In Trentino, nei pressi di Bellamonte, in zona Forte Buso, sopra il lago di Paneveggio, sono stati tutti estratti vivi i quattro scialpinisti travolti dalla slavina. Secondo quanto si apprende, uno dei quattro è ricoverato in gravissime condizioni all’ospedale Santa Chiara di Trento, un secondo risulta grave, mentre gli altri due hanno riportato ferite lievi. L’intervento di soccorso ha impegnato due elicotteri per il trasporto in quota degli uomini del Soccorso alpino della Guardia di finanza e del Cnsas, che hanno operato in condizioni complesse per la stabilità del manto nevoso.
Un secondo episodio si è verificato in Valle d’Aosta, nella zona del rifugio Frassati, a Saint-Rhémy-en-Bosses, a oltre 2.500 metri di quota. In questo caso due scialpinisti sono stati coinvolti, ma sono riusciti a liberarsi autonomamente dalla massa nevosa e non hanno riportato ferite. Con loro c’erano altri tre compagni. L’elicottero della Protezione civile valdostana, con i tecnici del Soccorso alpino, ha bonificato l’area escludendo la presenza di altre persone coinvolte.
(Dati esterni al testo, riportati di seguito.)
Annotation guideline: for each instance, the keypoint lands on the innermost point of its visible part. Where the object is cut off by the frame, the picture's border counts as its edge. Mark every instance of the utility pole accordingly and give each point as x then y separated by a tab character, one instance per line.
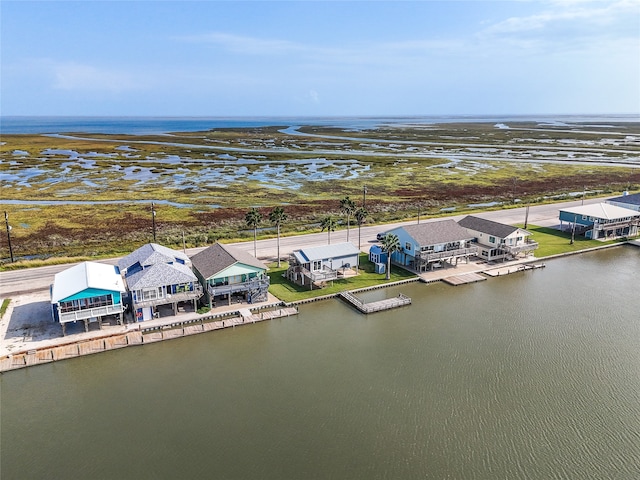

La terza valanga si è staccata intorno alle 12 sull’alpe Meriggio, nel comune di Albosaggia, in Valtellina. Tre gli sci-alpinisti travolti: uno è morto, uno è riuscito a salvarsi uscendo da solo dalla neve, mentre il terzo risulta disperso. Sul posto operano i tecnici del Soccorso alpino, i militari della Guardia di finanza e l’elicottero Drago dei vigili del fuoco. Le ricerche proseguono.